Avrebbe superato anche questa prova e lei, tra qualche anno, si sarebbe solamente dovuta preoccupare degli orari della figlia e delle sue prime cotte. Ne era certa. Tutto questo, non sarebbe stato altro che un lontano ricordo.










 
Angolo dell'autrice;
Ciao! Come ho detto all'inizio, non avevo intenzione di postare prima di finire l'altra storia... ma non essendo riuscita a concludere il capitolo, volevo comunque postare qualcosina. Avevo il capitolo pronto (in realtà ne ho una decina, anche se sono un po' da sistemare) e quindi ho detto, perché no...

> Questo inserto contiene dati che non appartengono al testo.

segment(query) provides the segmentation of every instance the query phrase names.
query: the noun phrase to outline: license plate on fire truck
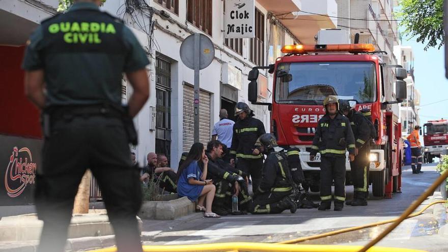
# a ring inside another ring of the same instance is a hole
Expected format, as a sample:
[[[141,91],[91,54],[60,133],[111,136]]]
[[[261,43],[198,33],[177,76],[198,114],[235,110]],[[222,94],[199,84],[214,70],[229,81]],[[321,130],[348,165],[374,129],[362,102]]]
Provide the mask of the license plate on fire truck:
[[[308,156],[307,162],[320,162],[320,154],[317,153],[316,155],[316,158],[314,160],[310,159],[310,156]]]

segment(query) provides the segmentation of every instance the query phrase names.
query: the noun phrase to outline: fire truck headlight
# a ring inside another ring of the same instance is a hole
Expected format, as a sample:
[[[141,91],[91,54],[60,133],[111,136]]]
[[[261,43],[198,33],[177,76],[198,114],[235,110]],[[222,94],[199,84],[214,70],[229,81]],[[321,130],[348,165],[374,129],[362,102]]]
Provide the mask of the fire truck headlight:
[[[379,162],[379,157],[378,153],[370,153],[370,156],[369,159],[371,162]]]

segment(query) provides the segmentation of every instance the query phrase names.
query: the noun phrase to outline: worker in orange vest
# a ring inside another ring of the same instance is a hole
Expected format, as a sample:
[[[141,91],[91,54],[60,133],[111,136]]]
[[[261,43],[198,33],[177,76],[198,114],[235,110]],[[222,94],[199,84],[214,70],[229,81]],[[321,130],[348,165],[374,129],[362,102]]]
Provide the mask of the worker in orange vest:
[[[412,157],[412,162],[411,166],[412,168],[412,174],[417,174],[419,173],[423,173],[421,171],[422,169],[422,162],[423,156],[422,155],[422,145],[420,144],[420,140],[419,139],[418,130],[420,129],[420,126],[415,125],[414,127],[414,130],[408,136],[408,141],[411,143],[411,155]],[[415,163],[417,163],[417,168],[415,168]]]

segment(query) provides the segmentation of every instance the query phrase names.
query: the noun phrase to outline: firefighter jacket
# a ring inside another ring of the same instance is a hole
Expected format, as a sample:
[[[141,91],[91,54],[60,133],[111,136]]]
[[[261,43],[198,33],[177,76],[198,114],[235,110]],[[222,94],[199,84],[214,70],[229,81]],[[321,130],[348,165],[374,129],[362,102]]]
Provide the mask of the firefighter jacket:
[[[409,134],[407,137],[408,141],[411,143],[411,148],[419,148],[422,145],[420,144],[420,139],[418,135],[418,130],[414,129]]]
[[[226,171],[219,165],[218,159],[213,161],[209,154],[207,154],[208,158],[207,166],[207,179],[225,179],[233,183],[238,180],[240,176],[239,174],[234,173],[230,171]]]
[[[356,148],[361,149],[365,144],[369,144],[370,125],[367,122],[367,118],[360,113],[354,110],[350,111],[347,117],[350,122]]]
[[[318,123],[310,155],[316,155],[318,151],[322,156],[345,157],[346,149],[354,154],[355,139],[348,118],[339,113],[333,119],[324,115]]]
[[[262,193],[285,192],[292,190],[293,185],[286,155],[279,152],[269,153],[263,165],[263,178],[259,191]]]
[[[255,142],[266,133],[261,121],[253,117],[239,120],[233,125],[233,136],[230,149],[231,158],[261,158],[262,155],[253,155]]]

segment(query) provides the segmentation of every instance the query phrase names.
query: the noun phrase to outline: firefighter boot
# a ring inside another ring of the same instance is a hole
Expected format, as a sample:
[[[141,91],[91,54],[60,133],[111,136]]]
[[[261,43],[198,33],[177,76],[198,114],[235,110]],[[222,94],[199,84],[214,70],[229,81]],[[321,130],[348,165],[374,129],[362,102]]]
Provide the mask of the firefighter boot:
[[[367,206],[367,195],[366,192],[359,192],[358,198],[352,202],[352,206],[358,207],[359,206]]]
[[[358,191],[353,191],[353,199],[351,201],[347,201],[345,202],[345,204],[347,206],[351,206],[352,202],[355,201],[356,200],[356,198],[358,198]]]
[[[320,203],[320,205],[317,208],[319,211],[325,211],[326,210],[330,210],[331,208],[331,201],[325,201]]]
[[[342,211],[344,208],[344,202],[342,201],[334,201],[334,211]]]

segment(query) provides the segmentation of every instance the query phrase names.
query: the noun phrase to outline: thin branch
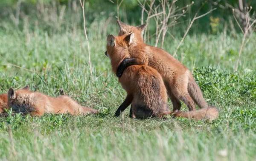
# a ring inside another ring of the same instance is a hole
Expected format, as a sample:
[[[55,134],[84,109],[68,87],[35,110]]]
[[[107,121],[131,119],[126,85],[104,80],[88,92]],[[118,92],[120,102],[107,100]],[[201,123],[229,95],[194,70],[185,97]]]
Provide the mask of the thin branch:
[[[243,37],[243,40],[242,41],[242,44],[241,45],[240,50],[239,51],[239,55],[238,56],[238,58],[237,59],[237,61],[236,61],[236,69],[235,70],[235,71],[236,72],[237,71],[237,69],[238,69],[238,63],[239,63],[239,60],[240,59],[240,56],[241,56],[241,54],[242,54],[243,48],[244,48],[244,41],[245,40],[245,37],[246,37],[246,36],[247,35],[247,33],[249,31],[249,30],[250,29],[250,28],[252,27],[253,25],[253,24],[254,23],[256,23],[256,20],[254,20],[254,21],[253,21],[253,22],[252,23],[252,24],[246,29],[246,30],[245,31],[245,32],[244,32],[244,37]]]
[[[93,75],[93,71],[92,69],[92,65],[90,61],[90,45],[89,45],[89,41],[88,40],[88,37],[87,37],[87,33],[86,32],[86,28],[85,28],[85,16],[84,15],[84,0],[83,0],[83,3],[81,0],[79,0],[81,6],[83,9],[83,17],[84,18],[84,34],[85,34],[85,38],[86,38],[86,42],[87,42],[87,47],[88,48],[88,52],[89,53],[89,65],[90,66],[90,70],[91,75]]]
[[[183,36],[183,37],[182,37],[182,39],[181,39],[181,40],[180,41],[180,43],[178,45],[178,46],[177,47],[177,48],[176,48],[176,50],[175,51],[175,52],[174,53],[174,54],[173,55],[174,56],[177,56],[177,51],[178,51],[178,50],[180,48],[180,45],[181,45],[181,44],[183,42],[183,41],[184,41],[184,39],[185,39],[185,37],[186,37],[186,36],[187,34],[189,32],[189,29],[191,28],[191,26],[192,26],[192,25],[193,24],[193,23],[194,23],[194,21],[195,21],[195,20],[196,20],[196,19],[198,19],[198,18],[197,18],[197,17],[202,17],[206,16],[207,14],[209,14],[209,13],[211,13],[213,11],[214,11],[215,9],[216,9],[216,8],[215,8],[215,9],[211,9],[209,12],[207,12],[207,14],[202,14],[201,16],[199,16],[198,17],[197,17],[197,14],[198,14],[198,12],[201,10],[201,8],[202,8],[202,7],[203,7],[203,6],[204,6],[204,5],[206,3],[206,1],[205,1],[203,4],[203,5],[202,5],[202,6],[199,8],[199,9],[196,12],[196,13],[195,13],[195,16],[194,17],[194,18],[193,18],[193,19],[192,20],[192,21],[190,23],[190,24],[189,25],[189,27],[187,29],[186,31],[186,32],[185,33],[185,34],[184,34],[184,36]]]

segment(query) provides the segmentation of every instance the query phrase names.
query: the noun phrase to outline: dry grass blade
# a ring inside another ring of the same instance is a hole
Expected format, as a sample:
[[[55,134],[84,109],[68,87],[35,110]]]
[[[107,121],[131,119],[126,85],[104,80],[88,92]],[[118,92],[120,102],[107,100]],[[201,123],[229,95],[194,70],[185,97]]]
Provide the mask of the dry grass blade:
[[[88,53],[89,54],[89,65],[90,66],[90,70],[91,73],[91,75],[93,75],[93,70],[92,69],[92,65],[91,64],[90,61],[90,45],[89,44],[89,41],[88,40],[88,37],[87,37],[87,33],[86,32],[86,28],[85,28],[85,16],[84,15],[84,0],[82,1],[81,0],[79,0],[80,4],[82,7],[83,9],[83,18],[84,19],[84,34],[85,35],[85,38],[86,38],[86,42],[87,42],[87,47],[88,48]]]
[[[30,69],[26,69],[26,68],[23,68],[23,67],[20,67],[20,66],[18,66],[18,65],[15,65],[14,64],[0,64],[0,65],[5,65],[5,66],[12,66],[13,67],[15,67],[18,68],[20,68],[20,69],[24,69],[25,71],[31,71],[31,72],[35,72],[35,73],[37,73],[38,74],[43,74],[43,75],[46,75],[46,76],[47,75],[47,74],[46,74],[45,73],[42,73],[42,72],[39,72],[39,71],[33,71],[33,70],[30,70]],[[58,79],[57,79],[54,76],[49,76],[51,78],[53,78],[55,80],[58,80]]]
[[[178,46],[176,48],[176,50],[175,50],[175,52],[174,53],[174,54],[173,55],[174,56],[177,56],[177,51],[178,51],[178,50],[179,50],[179,48],[180,48],[180,45],[182,44],[182,42],[183,42],[183,41],[184,41],[184,39],[185,39],[185,38],[186,37],[187,34],[189,32],[189,29],[191,28],[191,26],[192,26],[192,25],[193,24],[193,23],[194,23],[194,22],[195,21],[195,20],[197,20],[197,19],[198,19],[199,18],[200,18],[201,17],[202,17],[204,16],[205,16],[207,15],[207,14],[209,14],[210,13],[212,12],[212,11],[214,11],[214,10],[216,10],[217,9],[216,8],[214,8],[213,9],[211,9],[210,11],[209,11],[207,12],[205,14],[202,14],[202,15],[201,15],[201,16],[197,17],[197,14],[199,13],[199,11],[201,10],[201,8],[202,8],[202,7],[203,7],[203,6],[204,6],[204,5],[206,3],[206,1],[205,1],[203,4],[203,5],[202,5],[202,6],[201,6],[201,7],[198,10],[198,11],[196,12],[196,13],[195,13],[195,16],[194,16],[194,18],[192,20],[192,21],[191,21],[191,22],[189,24],[189,25],[188,27],[188,28],[186,30],[186,32],[185,33],[185,34],[184,34],[184,36],[183,36],[183,37],[182,37],[182,39],[181,39],[181,40],[180,41],[180,42],[179,43],[179,45],[178,45]]]

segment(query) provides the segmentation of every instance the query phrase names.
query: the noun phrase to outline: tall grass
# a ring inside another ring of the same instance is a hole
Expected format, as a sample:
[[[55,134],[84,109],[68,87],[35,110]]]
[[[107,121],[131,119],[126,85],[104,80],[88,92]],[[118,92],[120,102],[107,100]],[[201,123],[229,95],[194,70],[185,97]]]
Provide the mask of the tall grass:
[[[243,37],[239,34],[189,34],[177,52],[177,58],[193,72],[208,103],[219,110],[220,118],[212,124],[183,118],[131,119],[128,110],[123,119],[116,118],[114,112],[126,93],[104,55],[107,35],[119,32],[114,14],[102,16],[95,12],[90,21],[92,17],[86,17],[90,22],[86,27],[91,76],[81,11],[77,9],[71,15],[64,12],[60,27],[55,20],[44,19],[51,12],[42,13],[41,19],[21,14],[18,27],[9,19],[3,19],[0,93],[27,84],[32,90],[53,96],[62,89],[79,103],[102,112],[96,116],[0,118],[1,160],[256,159],[255,34],[247,39],[236,72]],[[163,48],[173,54],[182,35],[175,34],[180,31],[170,31],[175,39],[166,36]],[[150,44],[154,41],[151,40]],[[181,110],[187,110],[184,105]]]

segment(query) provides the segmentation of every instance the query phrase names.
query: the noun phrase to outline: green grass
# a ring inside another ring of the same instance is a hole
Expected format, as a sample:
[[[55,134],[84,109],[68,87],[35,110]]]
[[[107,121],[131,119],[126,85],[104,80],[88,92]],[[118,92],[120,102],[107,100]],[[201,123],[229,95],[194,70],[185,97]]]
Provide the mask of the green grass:
[[[105,21],[88,25],[92,75],[81,27],[51,32],[40,26],[17,29],[9,22],[2,24],[0,93],[29,85],[32,90],[55,96],[62,89],[102,113],[0,118],[0,160],[256,159],[255,34],[246,42],[237,72],[234,69],[242,37],[239,34],[236,37],[224,33],[188,35],[177,53],[209,104],[219,109],[220,118],[213,123],[183,118],[130,119],[128,110],[123,119],[113,114],[126,93],[109,60],[102,57],[108,34],[116,35],[118,28],[114,20]],[[175,38],[178,42],[181,38]],[[177,45],[167,36],[163,48],[172,54]],[[183,104],[182,110],[188,110]]]

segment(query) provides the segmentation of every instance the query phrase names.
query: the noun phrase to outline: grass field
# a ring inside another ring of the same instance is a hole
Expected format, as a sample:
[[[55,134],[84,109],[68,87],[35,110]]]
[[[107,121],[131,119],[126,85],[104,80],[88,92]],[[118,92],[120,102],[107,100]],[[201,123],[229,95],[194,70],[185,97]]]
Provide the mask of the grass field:
[[[177,53],[209,104],[219,110],[212,124],[183,118],[139,120],[130,119],[128,110],[113,117],[126,93],[103,55],[107,35],[117,35],[118,27],[115,20],[108,25],[103,21],[87,28],[92,75],[81,28],[49,34],[40,26],[1,26],[0,93],[26,85],[52,96],[63,89],[102,112],[0,118],[0,160],[256,160],[256,35],[247,38],[237,72],[239,33],[189,34]],[[181,39],[175,38],[165,40],[163,48],[171,54]],[[182,110],[187,110],[183,104]]]

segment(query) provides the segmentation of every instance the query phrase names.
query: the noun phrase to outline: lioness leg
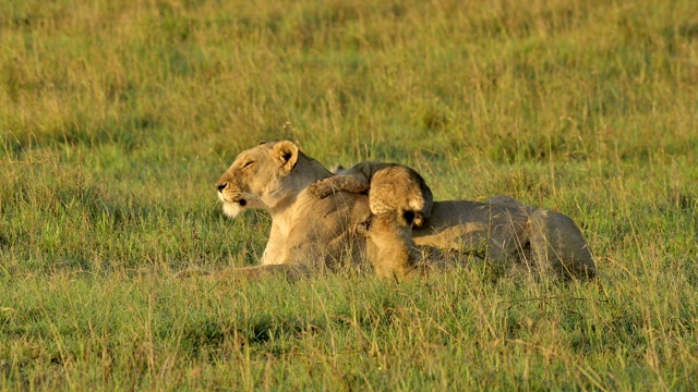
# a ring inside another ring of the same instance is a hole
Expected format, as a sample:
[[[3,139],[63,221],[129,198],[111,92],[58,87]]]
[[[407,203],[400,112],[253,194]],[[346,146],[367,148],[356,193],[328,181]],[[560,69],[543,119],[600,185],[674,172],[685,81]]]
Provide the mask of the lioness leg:
[[[575,222],[562,213],[535,210],[528,224],[531,255],[539,269],[565,279],[593,279],[597,266]]]

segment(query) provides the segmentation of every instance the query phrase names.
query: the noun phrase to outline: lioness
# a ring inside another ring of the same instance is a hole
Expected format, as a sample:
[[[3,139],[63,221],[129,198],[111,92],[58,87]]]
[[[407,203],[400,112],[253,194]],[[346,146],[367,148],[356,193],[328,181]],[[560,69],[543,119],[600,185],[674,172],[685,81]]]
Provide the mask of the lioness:
[[[309,273],[363,259],[366,237],[359,228],[371,216],[368,197],[338,192],[318,199],[308,192],[332,175],[288,140],[242,151],[216,184],[224,212],[234,217],[243,209],[264,209],[272,215],[272,230],[260,266],[231,273]],[[564,278],[595,275],[586,241],[568,217],[498,200],[434,201],[431,218],[412,231],[412,240],[417,246],[552,270]]]
[[[402,217],[412,212],[410,224],[421,228],[432,212],[434,197],[424,179],[414,170],[397,164],[368,161],[349,169],[339,169],[337,175],[320,180],[310,186],[317,198],[338,192],[369,192],[369,206],[374,215],[397,211]]]

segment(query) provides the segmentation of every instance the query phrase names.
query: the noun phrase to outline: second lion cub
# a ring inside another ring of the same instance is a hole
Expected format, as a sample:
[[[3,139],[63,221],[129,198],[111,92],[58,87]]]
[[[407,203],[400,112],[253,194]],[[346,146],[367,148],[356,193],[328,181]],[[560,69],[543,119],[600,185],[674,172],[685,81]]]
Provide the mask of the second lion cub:
[[[421,228],[429,219],[434,201],[424,179],[417,171],[397,163],[361,162],[347,170],[340,169],[337,175],[317,181],[309,188],[317,198],[340,191],[368,191],[371,212],[397,211],[401,216],[413,216],[410,223],[416,228]]]

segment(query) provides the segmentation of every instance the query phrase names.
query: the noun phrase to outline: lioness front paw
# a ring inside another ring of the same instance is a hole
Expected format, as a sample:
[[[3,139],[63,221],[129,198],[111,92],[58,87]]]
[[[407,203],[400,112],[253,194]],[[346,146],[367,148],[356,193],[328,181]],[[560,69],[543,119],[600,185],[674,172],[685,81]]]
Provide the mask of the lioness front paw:
[[[332,183],[329,181],[320,180],[309,186],[308,192],[310,192],[310,194],[315,198],[325,198],[335,193],[335,188],[334,186],[332,186]]]

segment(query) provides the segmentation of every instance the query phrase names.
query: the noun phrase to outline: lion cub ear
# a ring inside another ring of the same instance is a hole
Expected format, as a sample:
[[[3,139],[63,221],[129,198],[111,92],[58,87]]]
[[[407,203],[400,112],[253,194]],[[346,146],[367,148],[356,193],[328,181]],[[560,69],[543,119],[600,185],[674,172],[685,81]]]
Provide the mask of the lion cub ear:
[[[289,140],[278,142],[274,145],[273,157],[281,168],[291,171],[298,161],[298,146]]]

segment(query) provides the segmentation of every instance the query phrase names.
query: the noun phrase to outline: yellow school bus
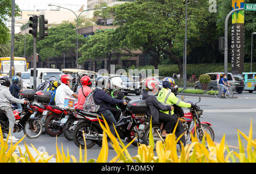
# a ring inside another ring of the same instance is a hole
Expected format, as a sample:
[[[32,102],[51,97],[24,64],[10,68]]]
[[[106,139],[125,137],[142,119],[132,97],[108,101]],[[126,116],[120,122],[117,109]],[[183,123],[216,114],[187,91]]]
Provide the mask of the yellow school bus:
[[[11,58],[10,57],[0,57],[0,74],[8,75],[10,73],[11,66]],[[26,71],[28,63],[24,57],[14,57],[14,71],[15,73]]]

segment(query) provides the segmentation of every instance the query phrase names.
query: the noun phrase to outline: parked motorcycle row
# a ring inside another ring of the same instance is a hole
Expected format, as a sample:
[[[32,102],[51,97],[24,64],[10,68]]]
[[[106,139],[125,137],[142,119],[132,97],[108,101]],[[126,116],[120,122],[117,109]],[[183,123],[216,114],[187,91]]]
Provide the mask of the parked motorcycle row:
[[[38,138],[43,132],[52,137],[59,136],[63,133],[68,140],[73,140],[77,147],[81,146],[83,148],[85,146],[90,148],[96,144],[101,145],[103,130],[99,121],[104,125],[104,121],[101,115],[76,109],[75,105],[73,108],[60,108],[49,105],[51,96],[48,91],[35,92],[34,90],[26,90],[20,95],[29,102],[23,105],[22,113],[13,111],[16,123],[14,133],[23,130],[30,138]],[[199,98],[199,102],[200,100]],[[133,100],[120,109],[122,114],[116,125],[120,138],[128,142],[136,138],[132,143],[134,146],[137,146],[138,143],[148,145],[151,117],[146,114],[146,101]],[[180,118],[185,129],[186,143],[191,141],[191,133],[196,134],[199,139],[203,141],[205,131],[209,134],[214,141],[214,134],[212,125],[200,121],[203,117],[203,111],[197,105],[196,108],[190,108],[189,112]],[[8,118],[4,113],[0,113],[0,123],[3,132],[7,134]],[[159,123],[152,125],[155,142],[162,139],[160,135],[164,127],[163,124]]]

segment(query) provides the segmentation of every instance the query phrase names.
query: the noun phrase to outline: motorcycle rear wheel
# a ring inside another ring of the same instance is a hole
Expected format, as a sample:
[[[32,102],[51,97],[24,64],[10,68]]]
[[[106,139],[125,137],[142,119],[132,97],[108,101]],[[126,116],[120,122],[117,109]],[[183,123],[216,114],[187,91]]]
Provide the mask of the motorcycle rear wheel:
[[[77,125],[73,132],[73,141],[75,144],[78,147],[84,148],[85,142],[84,140],[83,133],[85,134],[88,134],[89,131],[98,133],[98,129],[96,127],[92,126],[90,129],[90,125],[87,122],[84,122]],[[85,143],[86,148],[90,148],[93,147],[96,143],[97,141],[86,139]]]
[[[43,132],[43,125],[40,120],[28,119],[24,126],[23,132],[29,138],[38,138]]]
[[[50,115],[48,116],[44,122],[44,128],[46,132],[52,137],[59,137],[63,132],[63,128],[53,124],[53,120],[58,121],[60,116]]]

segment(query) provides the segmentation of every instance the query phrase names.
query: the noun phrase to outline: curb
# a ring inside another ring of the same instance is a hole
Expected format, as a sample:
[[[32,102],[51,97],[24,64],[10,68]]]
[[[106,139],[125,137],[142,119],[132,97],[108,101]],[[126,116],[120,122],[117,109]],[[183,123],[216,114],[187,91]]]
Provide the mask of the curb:
[[[216,98],[214,95],[205,95],[205,94],[187,94],[187,93],[178,93],[177,95],[184,95],[184,96],[190,96],[193,97],[208,97],[208,98]],[[221,97],[223,99],[226,99],[226,97]],[[238,99],[238,97],[237,96],[233,96],[233,99]]]

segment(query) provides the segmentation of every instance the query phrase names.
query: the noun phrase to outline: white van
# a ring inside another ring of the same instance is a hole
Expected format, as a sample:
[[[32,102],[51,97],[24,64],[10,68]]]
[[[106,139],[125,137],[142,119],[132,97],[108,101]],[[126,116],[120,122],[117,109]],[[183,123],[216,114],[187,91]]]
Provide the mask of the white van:
[[[34,69],[30,70],[30,87],[34,87]],[[43,82],[48,80],[51,77],[55,77],[57,79],[60,79],[63,73],[59,69],[51,68],[37,68],[36,69],[36,87]]]
[[[30,70],[20,73],[20,78],[23,83],[23,88],[30,87]]]

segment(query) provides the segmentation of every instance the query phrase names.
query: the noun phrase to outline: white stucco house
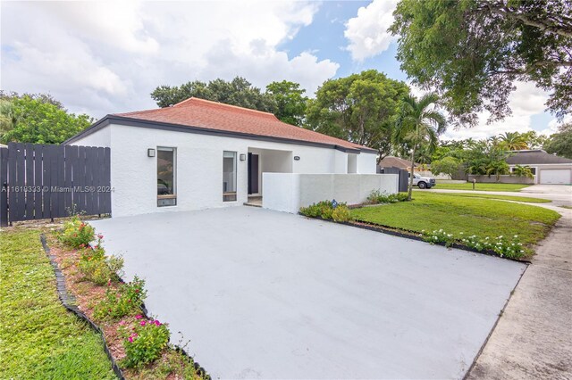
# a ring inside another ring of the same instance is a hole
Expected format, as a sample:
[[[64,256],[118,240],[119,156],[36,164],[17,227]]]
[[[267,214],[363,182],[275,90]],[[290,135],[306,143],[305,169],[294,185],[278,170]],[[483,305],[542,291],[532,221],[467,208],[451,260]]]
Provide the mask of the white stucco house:
[[[376,151],[280,121],[273,114],[189,98],[110,114],[64,144],[111,148],[112,215],[243,205],[296,212],[335,198],[397,192]]]
[[[572,184],[572,160],[547,153],[541,149],[512,151],[507,159],[510,172],[517,165],[528,166],[534,184]]]

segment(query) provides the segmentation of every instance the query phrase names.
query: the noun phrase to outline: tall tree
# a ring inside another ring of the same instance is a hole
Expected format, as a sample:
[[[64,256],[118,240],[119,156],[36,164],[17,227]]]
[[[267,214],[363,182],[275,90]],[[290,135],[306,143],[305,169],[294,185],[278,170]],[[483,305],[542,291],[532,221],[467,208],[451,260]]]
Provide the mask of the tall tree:
[[[572,0],[401,0],[393,14],[401,69],[457,121],[509,115],[517,80],[551,91],[558,118],[572,112]]]
[[[265,112],[277,110],[273,96],[261,92],[260,88],[240,77],[230,82],[218,78],[208,84],[195,80],[181,86],[159,86],[151,93],[159,107],[169,107],[192,96]]]
[[[306,118],[307,97],[300,85],[288,80],[272,82],[266,86],[266,94],[276,101],[276,117],[285,123],[301,127]]]
[[[417,147],[425,143],[428,149],[433,151],[439,143],[439,136],[445,132],[447,123],[445,117],[439,112],[435,106],[439,96],[434,93],[426,94],[417,100],[408,95],[401,103],[396,122],[394,139],[409,141],[411,149],[411,174],[409,176],[409,192],[408,198],[411,200],[413,189],[413,175],[415,156]]]
[[[499,136],[500,144],[509,151],[528,149],[526,136],[518,132],[505,132]]]
[[[374,70],[325,81],[308,101],[305,126],[325,135],[391,151],[391,131],[408,87]]]
[[[572,123],[559,127],[558,133],[551,136],[544,145],[544,150],[549,153],[572,159]]]
[[[61,144],[89,127],[93,119],[75,115],[48,95],[0,94],[0,142]]]

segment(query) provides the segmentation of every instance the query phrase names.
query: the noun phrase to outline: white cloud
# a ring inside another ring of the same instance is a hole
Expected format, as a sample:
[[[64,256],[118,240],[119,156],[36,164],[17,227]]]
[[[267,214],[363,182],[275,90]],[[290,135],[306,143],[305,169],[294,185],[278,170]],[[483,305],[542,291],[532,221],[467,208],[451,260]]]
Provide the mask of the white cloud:
[[[397,0],[374,0],[349,19],[344,36],[349,40],[347,49],[354,61],[363,61],[387,50],[395,39],[387,29],[393,23]]]
[[[294,80],[312,94],[338,63],[279,44],[309,25],[307,2],[2,2],[2,88],[49,92],[94,117],[155,107],[159,85]],[[25,26],[25,27],[22,27]]]
[[[479,114],[479,122],[470,128],[459,128],[448,130],[444,139],[464,139],[473,137],[475,139],[486,138],[504,132],[527,132],[534,130],[532,117],[543,113],[546,106],[544,103],[548,99],[548,93],[536,87],[533,82],[517,82],[517,89],[509,96],[509,105],[512,110],[512,115],[504,120],[487,124],[490,116],[487,112]],[[545,133],[542,131],[541,133]]]

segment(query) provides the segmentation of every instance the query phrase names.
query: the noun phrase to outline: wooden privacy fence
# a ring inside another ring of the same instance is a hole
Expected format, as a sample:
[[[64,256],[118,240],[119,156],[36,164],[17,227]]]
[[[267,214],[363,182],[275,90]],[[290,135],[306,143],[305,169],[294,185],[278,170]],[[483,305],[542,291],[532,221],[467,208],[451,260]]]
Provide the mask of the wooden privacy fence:
[[[9,143],[0,148],[0,225],[111,213],[110,149]]]

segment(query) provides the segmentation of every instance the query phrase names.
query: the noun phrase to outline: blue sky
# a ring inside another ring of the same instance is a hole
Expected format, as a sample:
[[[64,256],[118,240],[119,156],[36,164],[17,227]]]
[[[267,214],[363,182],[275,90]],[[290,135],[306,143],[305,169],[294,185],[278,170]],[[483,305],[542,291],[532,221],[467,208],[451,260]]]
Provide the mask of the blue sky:
[[[407,80],[387,33],[397,0],[358,2],[1,2],[1,88],[50,93],[96,119],[155,108],[159,85],[241,76],[264,88],[375,69]],[[26,28],[21,28],[26,25]],[[513,116],[448,138],[556,128],[547,94],[519,83]],[[420,94],[414,89],[414,94]]]

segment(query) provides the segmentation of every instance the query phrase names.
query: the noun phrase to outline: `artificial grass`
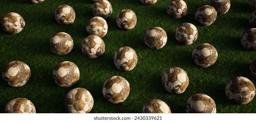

Questo capitolo è dedicato principalmente ad Emma e alla parte forse più difficile del suo passato. Nell'introduzione della storia credo di aver accennato che ha avuto un'infanzia poco felice, ma ora si scopre il perché... Non era semplicemente una bambina che prende i raffreddori più facilmente degli altri, ma fino a 10 anni ha sofferto di una brutta malattia. (Avevano parlato dell'anemia aplastica in Grey's Anatomy e ho cercato di informarmi bene per non scrivere cavolate) Fin da piccola però era una ragazzina forte ed è riuscita ad arrivare all'intervento stanca ma determinata...
E poi c'è il secondo incontro (scontro). La Emma di oggi è molto testarda e non riesce proprio a dare a Killian il beneficio del dubbio, anche se se la cerca anche lui con le sue battutine xD Non può sapere perché la mettano così a disagio, certo, ma non la aiuta a essere carina con lui... Però ne è sinceramente affascinato e ha capito che in lei c'è qualcosa che non va... e a costo di sembrare uno stalker tenta in tutti i modi di avvicinarsi. Diciamo che chiedendole scusa ha fatto un grosso passo avanti e lei lo apprezza, anche se non lo dimostra molto. Però crede di averlo allontanato una volta per tutte, facendogli capire che non è interessata. Ovviamente ha fatto l'esatto contrario ed ora è sempre più determinato, nonostante non riesca a capire perché gli importi tanto di lei.
Alla prossima.... che sarà tra 2 settimane più o meno (o 3 xD insomma, ho l'ultimo capitolo della scorsa, l'epilogo... e poi posso iniziare).